I can deliver!  I don't disenjoy the execution of such duties, and thank God that I have this opportunity to try to squeeze in some of that creativity and expression in these works of missional art.  I admit my pride likes to squeak in and I get a little huffy on the inside because sometimes the concept wasn't "my" idea.  A lot like being in an assembly line, painting the toy airplane a beautiful red even though you wanted it to be electric blue because it's "more to your taste."

In this same vein I also edit video content, though I will say in this I'm a general novice, though I have great potential.  I realize I'm tooting my own horn, but in a way not really - I only repeat what I've heard on the street.

Then, and this is the great majority of who I am on this field, I am a mother.
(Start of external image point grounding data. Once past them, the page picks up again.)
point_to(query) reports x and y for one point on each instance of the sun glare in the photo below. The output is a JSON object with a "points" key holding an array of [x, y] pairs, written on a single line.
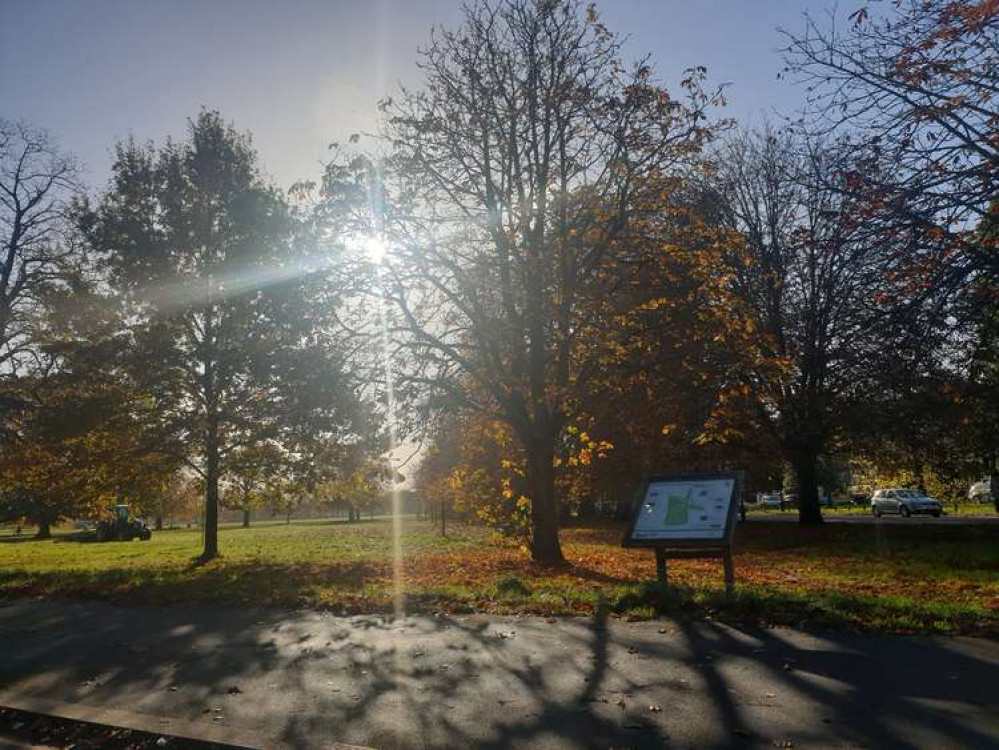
{"points": [[374, 248]]}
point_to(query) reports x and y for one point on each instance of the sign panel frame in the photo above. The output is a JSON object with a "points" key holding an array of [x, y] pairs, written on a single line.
{"points": [[680, 543]]}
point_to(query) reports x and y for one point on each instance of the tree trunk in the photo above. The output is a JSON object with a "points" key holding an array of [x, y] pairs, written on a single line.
{"points": [[44, 529], [545, 546], [212, 493], [806, 469]]}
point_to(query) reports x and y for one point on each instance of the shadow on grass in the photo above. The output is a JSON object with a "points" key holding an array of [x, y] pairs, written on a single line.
{"points": [[823, 609]]}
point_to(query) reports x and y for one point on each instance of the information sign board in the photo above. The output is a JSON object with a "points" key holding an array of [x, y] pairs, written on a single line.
{"points": [[688, 515]]}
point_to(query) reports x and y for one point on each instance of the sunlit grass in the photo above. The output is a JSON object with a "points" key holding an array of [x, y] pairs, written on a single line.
{"points": [[912, 578]]}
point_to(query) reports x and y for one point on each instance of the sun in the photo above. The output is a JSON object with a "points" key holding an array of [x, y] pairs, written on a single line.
{"points": [[374, 248]]}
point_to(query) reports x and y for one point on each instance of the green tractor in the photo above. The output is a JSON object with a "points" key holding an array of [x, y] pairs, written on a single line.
{"points": [[120, 527]]}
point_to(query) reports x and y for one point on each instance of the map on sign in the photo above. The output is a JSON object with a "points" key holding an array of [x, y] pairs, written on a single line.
{"points": [[684, 509]]}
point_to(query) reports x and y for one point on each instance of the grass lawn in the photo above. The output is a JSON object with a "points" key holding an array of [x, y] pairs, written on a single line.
{"points": [[908, 578]]}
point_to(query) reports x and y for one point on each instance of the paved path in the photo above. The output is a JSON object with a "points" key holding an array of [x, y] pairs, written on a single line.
{"points": [[309, 679], [791, 516]]}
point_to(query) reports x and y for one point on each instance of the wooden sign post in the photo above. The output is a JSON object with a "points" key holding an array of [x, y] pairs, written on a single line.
{"points": [[688, 515]]}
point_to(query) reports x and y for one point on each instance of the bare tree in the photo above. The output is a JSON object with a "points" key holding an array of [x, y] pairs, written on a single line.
{"points": [[519, 164], [810, 280], [915, 82], [37, 185]]}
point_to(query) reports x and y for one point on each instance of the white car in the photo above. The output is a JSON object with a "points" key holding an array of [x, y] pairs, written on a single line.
{"points": [[905, 502], [981, 492]]}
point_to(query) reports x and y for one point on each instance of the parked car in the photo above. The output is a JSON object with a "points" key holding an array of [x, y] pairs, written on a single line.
{"points": [[981, 492], [905, 502]]}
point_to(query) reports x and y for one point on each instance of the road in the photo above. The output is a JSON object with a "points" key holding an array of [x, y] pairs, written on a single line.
{"points": [[791, 516], [308, 679]]}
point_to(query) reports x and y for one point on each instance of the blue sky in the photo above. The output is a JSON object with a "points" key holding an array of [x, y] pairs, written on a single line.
{"points": [[302, 73]]}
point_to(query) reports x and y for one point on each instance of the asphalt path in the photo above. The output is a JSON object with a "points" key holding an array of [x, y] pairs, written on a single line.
{"points": [[791, 516], [309, 679]]}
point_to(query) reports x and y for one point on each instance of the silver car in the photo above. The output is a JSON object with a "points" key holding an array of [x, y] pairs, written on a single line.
{"points": [[905, 502]]}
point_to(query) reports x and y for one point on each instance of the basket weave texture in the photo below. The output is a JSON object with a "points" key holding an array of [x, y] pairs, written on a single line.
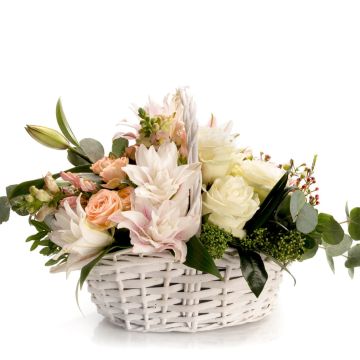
{"points": [[153, 293]]}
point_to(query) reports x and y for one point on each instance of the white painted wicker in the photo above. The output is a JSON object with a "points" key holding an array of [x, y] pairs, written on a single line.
{"points": [[153, 293]]}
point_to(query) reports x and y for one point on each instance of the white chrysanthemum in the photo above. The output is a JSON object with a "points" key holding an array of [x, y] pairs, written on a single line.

Not the lucky biological kind who got to have a little fun on the way before she earned the right to the title "Mom." Rather I'm the kind that decided out of the kindness of her heart, or out of selflessness (later to be dubbed "insanity"), or some-such thing to take care of some girls who would otherwise be sifting trash or worse. 

Pretty sure I have those same momma bear instincts, and goodness knows that a 13 year-old is going to get picked on just for the sole unvirtuous fact that she is loud, flirts, slams doors, and generally defies authority.  Poor things. 

But in fact this internal "stereotype" they've been labeled with is strikingly accurate, and my above sentiment quite sincere.  Daily they help me remember what a confusing time adolescence was, and how emotions are all over the place, and how much make-up or a braid could cheer me up.

This is my life, this is an outline, a very sterile outline of what I do with my time, with my life, and with my heart.

Unless someone like you cares a whole awful lot, nothing is going to get better.

I have found the paradox that if I love until it hurts, then there is no hurt, but only more love.